Keyword Analysis with PostgreSQL: Algorithms for Text Analysis with RUM and Smlar

Background

In our previous blogs, we have introduced the TF-IDF algorithm and its application in text analysis (keyword extraction) with PostgreSQL.

In addition to document keyword extraction, the TF-IDF algorithm is also used to compare the similarity between documents. For example, multiple pieces of similar news are provided under the main Google news by the search engine.

So, now you may ask, how do we find similar documents?

The following are some similarity scenarios.

  • Different articles with the same quotes.
  • Homework and exam paper with the same answers.
  • Different articles with the same theme, for example, spring outing.

You can use different methods to find the similarity in the preceding scenarios. Alternatively, different algorithms can be used to improve efficiency in such scenarios.

1. For similar content, including same words or terms in different documents, use full-text retrieval. For example, search for documents that contain the same quote. In PostgreSQL, use the tsvector, tsquery, GiST, GIN, or RUM index for efficient full-text retrieval.
2. For duplicate documents, search by using the B-tree or hash index of the document hash value.
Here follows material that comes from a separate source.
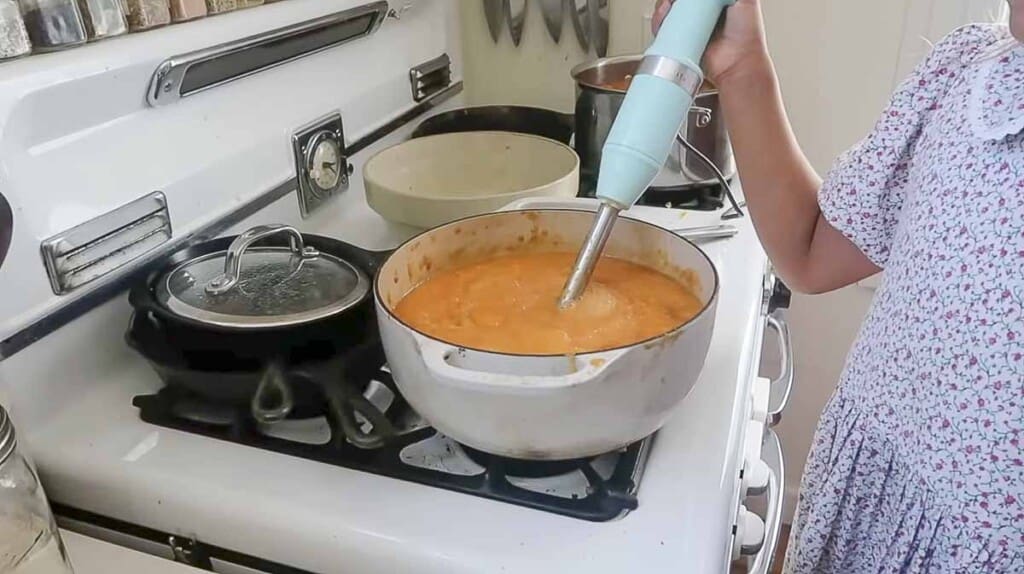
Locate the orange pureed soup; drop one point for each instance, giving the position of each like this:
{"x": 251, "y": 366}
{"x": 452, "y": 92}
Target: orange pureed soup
{"x": 509, "y": 304}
3. For different documents with the same theme such as spring outing, which may contain the same things and scenes, we recommend that you use the relative TF. Relative TF is the number of occurrences of a word in a document divided by the total number of words in a document to prevent the difference caused by the document size.

To calculate the document similarity in the third scenario, you only need to calculate the keyword similarity. The following sections describe several similarity algorithms.

1. Linear Correlation

In 1801, Italian astronomer Giuseppe Piazzi discovered the first asteroid Ceres. After 40 days of tracking and observation, Giuseppe Piazzi lost the Ceres’s position because the Ceres run to the rear of the sun. Global scientists tried to find the Ceres based on observation data provided by Giuseppe Piazzi. However, Ceres was not found based on most people’s computing results. Gauss also calculated the Ceres’s track. Based on the track calculated by Gauss, astronomer Heinrich Wilhelm Olbers found Ceres.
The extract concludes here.